SELF-PORTRAIT — Don Bachardy’s acrylic self-portrait shows Bachardy’s signature brush marks. Courtesy of Don Bachardy and Craig Krull Gallery
Expect to see a few fresh faces in the Southwestern College Art Gallery this month. Perhaps a few famous ones, too.
Don Bachardy, the renowned Santa Monica-based portrait artist, has painted some of Hollywood’s most illuminating stars, from classic (Katharine Hepburn, Rita Hayworth, Henry Fonda) to contemporary (Angelina Jolie, Robert Downey Jr., Jack Nicholson).

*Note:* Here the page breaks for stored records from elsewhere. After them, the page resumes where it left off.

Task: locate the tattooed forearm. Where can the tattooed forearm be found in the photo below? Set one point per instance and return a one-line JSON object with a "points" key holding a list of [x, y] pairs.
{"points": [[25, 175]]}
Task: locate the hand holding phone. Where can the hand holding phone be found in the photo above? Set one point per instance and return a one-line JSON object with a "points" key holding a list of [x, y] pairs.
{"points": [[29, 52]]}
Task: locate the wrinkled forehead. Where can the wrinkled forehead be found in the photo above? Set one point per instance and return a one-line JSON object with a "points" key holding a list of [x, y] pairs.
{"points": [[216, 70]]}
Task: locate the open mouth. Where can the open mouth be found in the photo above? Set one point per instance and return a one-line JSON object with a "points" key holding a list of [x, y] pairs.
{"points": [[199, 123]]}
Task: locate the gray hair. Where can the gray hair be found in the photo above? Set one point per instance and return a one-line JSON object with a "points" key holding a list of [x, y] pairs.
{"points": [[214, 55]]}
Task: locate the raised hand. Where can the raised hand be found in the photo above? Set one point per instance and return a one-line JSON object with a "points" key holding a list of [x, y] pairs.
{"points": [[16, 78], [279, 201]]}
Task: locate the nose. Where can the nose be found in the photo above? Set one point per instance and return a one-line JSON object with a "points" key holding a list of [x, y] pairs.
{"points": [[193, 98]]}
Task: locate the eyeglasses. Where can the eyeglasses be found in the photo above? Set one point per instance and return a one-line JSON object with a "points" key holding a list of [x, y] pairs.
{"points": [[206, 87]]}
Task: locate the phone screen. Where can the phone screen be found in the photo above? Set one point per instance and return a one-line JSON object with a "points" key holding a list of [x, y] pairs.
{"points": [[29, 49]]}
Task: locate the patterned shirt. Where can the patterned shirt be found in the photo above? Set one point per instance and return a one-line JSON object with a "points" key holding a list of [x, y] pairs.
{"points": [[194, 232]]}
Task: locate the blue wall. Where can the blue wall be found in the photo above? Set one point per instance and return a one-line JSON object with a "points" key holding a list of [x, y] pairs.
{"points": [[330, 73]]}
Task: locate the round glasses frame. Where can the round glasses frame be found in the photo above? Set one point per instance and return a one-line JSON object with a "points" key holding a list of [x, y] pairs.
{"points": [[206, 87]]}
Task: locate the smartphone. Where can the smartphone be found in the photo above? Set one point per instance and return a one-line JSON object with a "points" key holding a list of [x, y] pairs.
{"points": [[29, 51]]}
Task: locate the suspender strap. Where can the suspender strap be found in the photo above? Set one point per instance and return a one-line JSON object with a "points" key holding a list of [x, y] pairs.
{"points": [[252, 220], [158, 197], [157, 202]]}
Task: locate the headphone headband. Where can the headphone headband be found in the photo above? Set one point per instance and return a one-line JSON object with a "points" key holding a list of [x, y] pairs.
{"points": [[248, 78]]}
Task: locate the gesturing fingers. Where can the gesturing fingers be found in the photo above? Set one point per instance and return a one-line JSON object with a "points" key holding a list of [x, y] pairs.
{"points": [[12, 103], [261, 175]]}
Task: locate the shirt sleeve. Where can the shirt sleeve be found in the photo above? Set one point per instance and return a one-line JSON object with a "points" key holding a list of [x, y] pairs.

He has his first show in San Diego County at the SWC Art Gallery, titled “Hollywood: Paintings & Drawings,” Bachardy’s exhibition consists of drawings and paintings from an impressive five-decade career.
Bachardy has had solo shows in galleries across the United States, from Seattle to New York, and is collected by some of the world’s finest art establishments, including the Metropolitan Museum of Art in New York, the M.H. de Young Museum of Art in San Francisco, the Fogg Art Museum of Harvard University, the Smithsonian Institute and the National Portrait Gallery in London.
SWC Gallery Director Vallo Riberto said students, collectors and art aficionados of all kinds are welcome to attend. A long-time admirer of Bachardy’s work, Riberto said Bachardy’s portraits are exemplary constructions of beauty with bare, skeletal appearances that are never overworked and seemingly done with ease.
“The truth is he’s an amazing draftsman,” Riberto said. “His paintings are like colored drawings — he draws with paint. He leaves the brush mark, he builds plains, he builds shadows, values, with these very strong, deliberate brush marks that are very powerful and mature.”
Born in Los Angeles in 1934, Bachardy studied art at the Chouinard Art Institute and the Slade School of Art in London. When he was 18 he met English novelist Christopher Isherwood, who was then 48, while walking along the beach in Santa Monica. A year later the two began a relationship. It lasted until Isherwood’s death in 1986.
Their love and lives together inspired their art, most notably Isherwood’s 1964 novel, “A Single Man,” which was in 2009 adapted into a film by fashion designer Tom Ford.
In addition to Hollywood luminaries, Bachardy’s subjects have included writers (Anaïs Nin, James Baldwin, Gore Vidal, Norman Mailer), directors (Gus Van Sant), musicians (Elton John), poets (Allen Ginsberg) and artists, all of which were rendered in person, as a collaborative effort between sitter and artist. Bachardy has said he never paints from photographs, preferring to only create from life. Each portrait includes a signature in the bottom right-hand corner by its sitter.
Riberto said not since the conceptual artist (and former faculty member) John Baldessari and sculptor/photographer/performance artist Dennis Oppenheim had their solo shows — seven and 11 years ago, respectively — has there been an exhibition with as much fanfare and buzz.
Bachardy, 81, bespectacled, with white dignified hair and the charms of a dandy, gave an artist talk at the show’s opening.
“Hollywood” runs through Sept. 29 and is free to the public.